"In May 1898, Dewey published his seminal essay, “The Primary-Education Fetich,” which was to guide the progressives in their long-range crusade to remake American education as an instrument to bring about socialism. He wrote:
There is … a false educational god whose
idolators are legion, and whose cult influences the entire educational
system. This is language study — the study not of foreign language, but
of English; not in higher, but in primary education. It is almost an
unquestioned assumption, of educational theory and practice both, that
the first three years of a child’s school-life shall be mainly taken up
with learning to read and write his own language. If we add to this the
learning of a certain amount of numerical combinations, we have the
pivot about which primary education swings....

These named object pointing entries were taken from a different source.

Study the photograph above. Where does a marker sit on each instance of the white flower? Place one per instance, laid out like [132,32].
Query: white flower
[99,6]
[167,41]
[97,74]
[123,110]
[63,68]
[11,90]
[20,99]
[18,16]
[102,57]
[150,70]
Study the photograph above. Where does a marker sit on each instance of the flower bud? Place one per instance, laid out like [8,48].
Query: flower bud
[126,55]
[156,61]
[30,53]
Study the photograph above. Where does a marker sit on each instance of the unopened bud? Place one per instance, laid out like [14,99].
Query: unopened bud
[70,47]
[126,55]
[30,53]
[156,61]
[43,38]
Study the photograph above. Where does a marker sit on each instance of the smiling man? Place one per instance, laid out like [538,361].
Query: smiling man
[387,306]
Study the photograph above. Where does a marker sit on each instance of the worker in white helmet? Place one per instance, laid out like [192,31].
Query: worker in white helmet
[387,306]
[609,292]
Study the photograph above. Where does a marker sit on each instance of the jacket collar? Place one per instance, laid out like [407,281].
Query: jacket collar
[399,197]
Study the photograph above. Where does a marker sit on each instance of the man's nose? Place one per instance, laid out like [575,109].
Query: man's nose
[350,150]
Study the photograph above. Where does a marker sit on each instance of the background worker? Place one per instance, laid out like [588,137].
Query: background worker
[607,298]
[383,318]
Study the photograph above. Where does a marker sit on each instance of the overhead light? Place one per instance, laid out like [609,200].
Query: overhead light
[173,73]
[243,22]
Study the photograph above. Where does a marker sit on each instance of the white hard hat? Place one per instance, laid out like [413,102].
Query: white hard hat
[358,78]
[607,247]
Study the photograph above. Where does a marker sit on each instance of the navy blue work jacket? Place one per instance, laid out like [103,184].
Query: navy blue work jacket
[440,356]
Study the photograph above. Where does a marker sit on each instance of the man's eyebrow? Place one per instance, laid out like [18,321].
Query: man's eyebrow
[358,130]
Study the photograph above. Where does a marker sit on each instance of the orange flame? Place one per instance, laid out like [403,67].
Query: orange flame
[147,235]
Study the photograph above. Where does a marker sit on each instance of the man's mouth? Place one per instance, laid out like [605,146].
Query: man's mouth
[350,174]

… It does not follow, however, that
because this course was once wise it is so any longer. On the contrary,
the fact that this mode of education was adapted to past conditions, is
in itself a reason which it should no longer hold supreme sway.... My
proposition is, that conditions — social, industrial, and intellectual —
have undergone such a radical change, that the time has come for a
thoroughgoing examination of the emphasis put upon linguistic work in
elementary instruction....
… The plea for the predominance of
learning to read in early school-life because of the great importance
attaching to literature seems to me a perversion.... No one can clearly
set before himself the vivacity and persistency of the child’s motor
instincts at this period, and then call to mind the continued grind of
reading and writing, without feeling that the justification of our
present curriculum is psychologically impossible. It is simply
superstition: it is the remnant of an outgrown period of history."